Paracelso (Theophastrus Paracelsus, 1493-1541) fue un humanista en el sentido más amplio de la palabra. Fue médico, alquimista y astrólogo. La frase que trascribo, atribuida a él, es un alegato del sentido común y forma parte de la base de mi ideología personal e incluso política: “No existen medicinas ni venenos. Sólo dosis”.
La dosis: un concepto sobre el que merecen la pena diversas reflexiones.
Para realizarla he vuelto a utilizar el pergamino como soporte. Y, bueno, parece que he mejorado un poco desde mi trabajo anterior.

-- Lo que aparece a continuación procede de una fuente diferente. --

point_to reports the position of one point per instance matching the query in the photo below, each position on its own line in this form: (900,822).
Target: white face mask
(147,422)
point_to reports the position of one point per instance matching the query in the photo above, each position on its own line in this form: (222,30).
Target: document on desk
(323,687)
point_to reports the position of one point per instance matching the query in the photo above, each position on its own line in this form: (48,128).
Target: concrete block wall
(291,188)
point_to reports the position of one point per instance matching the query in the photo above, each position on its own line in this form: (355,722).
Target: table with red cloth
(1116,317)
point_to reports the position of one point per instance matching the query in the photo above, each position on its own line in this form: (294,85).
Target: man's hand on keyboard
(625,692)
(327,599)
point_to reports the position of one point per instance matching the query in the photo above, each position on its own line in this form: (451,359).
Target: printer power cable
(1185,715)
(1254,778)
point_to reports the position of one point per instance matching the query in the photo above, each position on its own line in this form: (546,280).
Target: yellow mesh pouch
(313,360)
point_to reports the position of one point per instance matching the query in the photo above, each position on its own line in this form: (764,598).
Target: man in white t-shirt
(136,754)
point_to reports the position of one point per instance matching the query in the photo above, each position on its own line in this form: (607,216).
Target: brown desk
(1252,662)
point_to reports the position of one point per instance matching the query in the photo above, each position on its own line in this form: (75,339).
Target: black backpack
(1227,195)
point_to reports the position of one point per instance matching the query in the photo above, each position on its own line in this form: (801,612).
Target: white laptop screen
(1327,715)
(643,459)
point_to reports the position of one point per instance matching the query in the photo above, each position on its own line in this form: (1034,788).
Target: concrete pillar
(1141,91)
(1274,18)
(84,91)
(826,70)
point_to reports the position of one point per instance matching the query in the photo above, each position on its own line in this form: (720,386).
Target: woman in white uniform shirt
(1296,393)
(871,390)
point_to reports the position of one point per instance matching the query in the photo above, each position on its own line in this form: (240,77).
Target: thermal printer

Tanto con plumilla como con pincel se trabaja con cierta alegría y, a  nivel de resultados, me ha sorprendido el brillo de los colores. Para la inicial he utilizado mi clásica tinta Escarlata de Winsor & Newton serie Calligraphy Ink. Para el texto me he decidido por volver a la  nogalina. Contento porque puedo ajustar más los tonos de marrón que me gustan que con tintas tradicionales, como la Sepia de la serie de Winsor & Newton antes citada.
La tipografía vuelve a ser la variable de una batarde —la 1413 Cursive—que ya utilicé y comenté en un par de trabajos anteriores, y que, a pesar de su ilegibilidad, sigue resultándome cada vez más atractiva.
En este caso, además, creo que es la más adecuada, ya que Paracelso era médico y de todos es conocida la costumbre de este colectivo de escribir con unas grafías incomprensibles para el común de los mortales, aunque entre colegas y farmacéuticos no tengan ningún tipo de problemas para interpretar recetas y comentarios.
La N capitular pertenece también a este alfabeto, aunque para la T y la P del nombre he optado por utilizar la variante del alfabeto propuesto por Claude Mediavilla.
Ferdinandus, d.s. Bajo el signo de Leo (aunque la relacé bajo el signo de Cáncer).